Все это происходит тогда, когда ровесники Фрица, убаюканные теплом мягких клетчатых перин, давно смотрят безмятежные ребячьи сны. Словно в луче волшебного фонаря, видят они то, что занимало их днем. Учение и проказы, сказка и быль вдруг фантастически переплетутся. Во сне они встретятся не только с веселыми приятелями по шалостям и играм, по и с героями любимых народных сказок, рассказанных на ночь мамой или бабушкой. Кто увидит фрау Холле — госпожу зимы метелицу, кто — злого, сварливого человечка Румпельштильцхена, кто — старую ведьму, которую ловко провели брат и сестра Гензель и Гретель, кто — гордого, умного короля Дроссельбарта.
Фриц же, поздно добравшись домой, забудется тревожным недетским сном, и в его усталом мозгу смутно прозвучат слова царя Эдипа, обвиняющего себя в страшных бедах, постигших древние Фивы, а потом, словно в тумане, промелькнет толстый, румяный мнимый больной Арган, который неожиданно превратится в средневекового рыцаря Родриго, влюбленного в прекрасную Химену. И вдруг появится француженка, христианка Заира и скажет, но уже не о магометанине Оросмане, а о главном действующем лице сна — маленьком спящем актере:
Но тут кто-то настойчиво будит Фрица, и обрывается так интересно начавшийся новый сон…

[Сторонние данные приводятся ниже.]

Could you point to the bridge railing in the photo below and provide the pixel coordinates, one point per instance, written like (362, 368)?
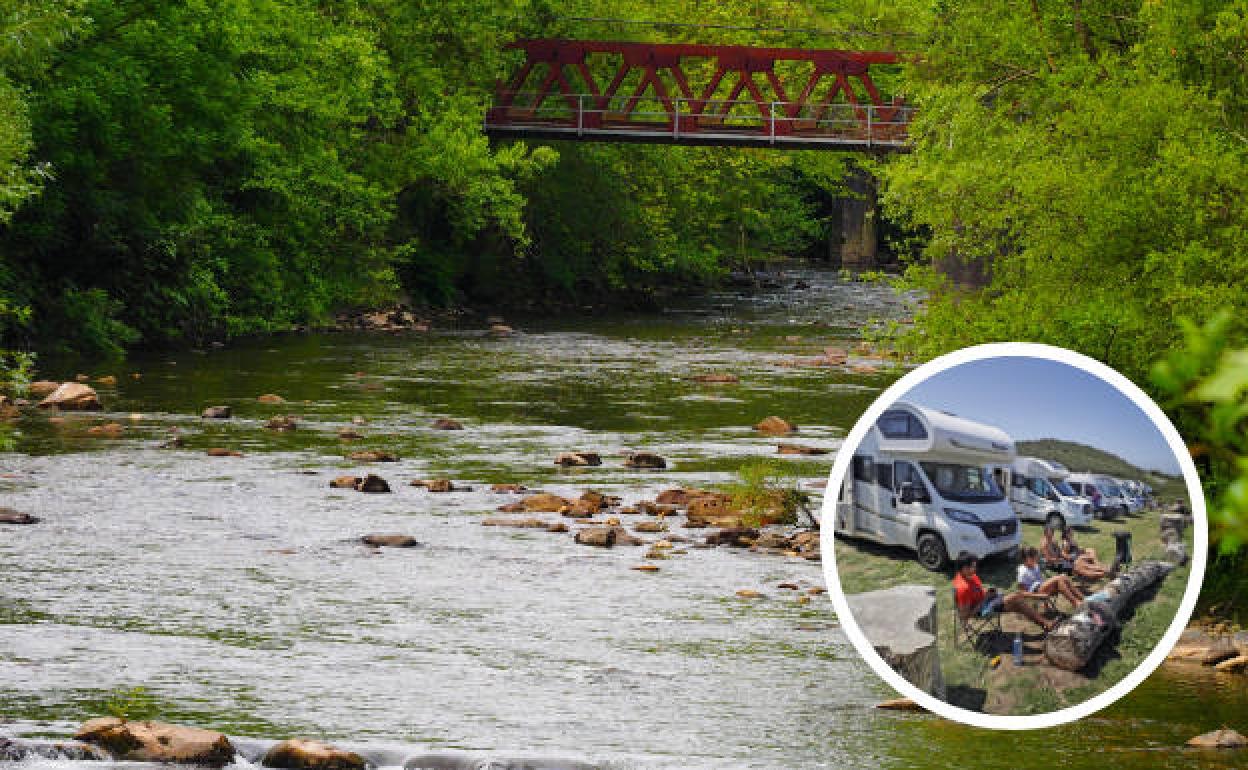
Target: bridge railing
(589, 115)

Наступила весна 1754 года. Пять месяцев работы в стенах собственного театра настроили Аккермана оптимистично: 4343 талера за восемьдесят два представления — не такой уж плохой сбор! Но впереди — постройка здания постоянного театра. Поэтому предложение из Польши от придворного шута Леппера вести совместно театральное дело в Варшаве кажется принципалу заманчивым.
Уже апрель, пригрело солнце, и можно собираться в путь. Комедианты уедут, а в это время в Кёнигсберге, на месте, где прежде стоял старый польский костел, начнет расти гордость и надежда Аккермана — собственный театр. При нем предусмотрено и помещение для большой семьи принципала. «Выстрою театр, — думает Аккерман, — и Кёнигсберг станет моим опорным пунктом. Отсюда я смогу выезжать во все города Германии. Моим „собственным“ будет тогда не какое-то захудалое местечко, но красивый и богатый порт Пруссии. Пока же надо набраться терпения, ждать и успешно вести гастроли, чтобы оплачивать прожорливую стройку».
В Варшаве Фрица отдали в иезуитскою школу. Спокойная, ровная атмосфера, в которую он попал, сильно отличалась от той, что существовала дома. Своенравность, вспыльчивость и порывистость мальчика были умело притушены размеренной жизнью школы, терпением ее наставников. Но главное, что нравилось здесь юному актеру, — необычная праздничность и торжественная театральность католического богослужения. Видя в этом благотворное обращение души комедиантского сына к церкви, наставник еще за несколько недель до отъезда поведал Фрицу, что мог бы навсегда оставить его здесь. И получил согласие питомца.
Приближался день отъезда. Фриц вел себя так, будто вместе с труппой собирался покинуть Варшаву. Но рано утром, когда актеры готовы были тронуться в путь, он исчез. Сначала несколько раз безрезультатно справлялись, нет ли его в школе. Затем актеры дружно устремились во все переулки и закоулки, искали и звали Фрица, а отчим даже обратился в полицию. Но все было тщетно — мальчик пропал. Отчаявшаяся мать безутешно рыдала. И только актер Крон, иногда провожавший Фрица в школу, не переставал утверждать, что мальчика скрывают святые отцы.
1
В тех случаях, где автор перевода не указан, — переводчик неизвестен. (Прим. ред.)